We hope to see you at the Town Board meeting.
The future of our Town is being decided behind
closed doors and we need to get answers
before it's too late.
Sean Walter has been deliberating behind closed doors for weeks now on the intended deal to sell all of the remaining EPCAL acreage for a reported $40 million. While this sounds like a lot of money for the Town, there are several important questions to which he has not provided answers - not even to the Town Council.
Hey Sean! What's the big secret? The taxpayers of Riverhead were promised that EPCAL would be an economic generator. But, there has been no information forthcoming on how this will occur. On its surface selling all that land for an average of about $16,000 per acre doesn't sound like a great deal.
What land is being sold and who is it being sold to?

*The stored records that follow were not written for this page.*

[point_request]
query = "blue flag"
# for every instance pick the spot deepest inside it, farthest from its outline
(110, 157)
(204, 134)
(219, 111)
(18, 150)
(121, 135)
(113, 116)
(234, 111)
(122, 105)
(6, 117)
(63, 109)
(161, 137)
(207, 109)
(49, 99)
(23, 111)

We need to see a map with the boundaries of the property to be sold, the controlling zoning district(s), and a list of the buyers. There seems to be a mysterious "other buyer" besides Luminati.
Why isn't housing prohibited indefinitely for this potential owner/owners, and all future owners?
We all know that housing is a net loss to any town's budget and a drain on the taxpayers.
Why does the deal include so much supposedly "undevelopable" land, possibly 1400 acres?
Can these become developeable in the future? Will there be a legal guarantee that no development what-so-ever occurs on these lands in the future? Why hasn't the Town considered retaining ownership of those acres and creating a nature preserve and/or park. Was the scenic and rare natural value of those acres, to current and future citizens of the Town, given serious consideration and why is the Town placing so low a value on those acres?
What existing covenants and restrictions on the land will become part of the contract?
What is the value of any saleable Pine Barrens Credits being conveyed to the new owner?
What is the continuing role of the NYSDEC in relation to this contract of sale and the future use of the land?
How will the NYSDEC continue to review future plans for the entire site and control endangered species protection areas?
What is the status of the long-term lease between the Town and the car storage company (AIA)?
Will that lease, estimated at $50,000 per year, transfer to the new owner(s)? Will storage of similar wreckage be permitted in the future?
What are the real, net, tax consequences of this sale?
That is, what tax exemptions will be given to the new owners(s), what taxes will be paid, and how will this impact the Town and School budgets and the tax bills of the other residents of the Town?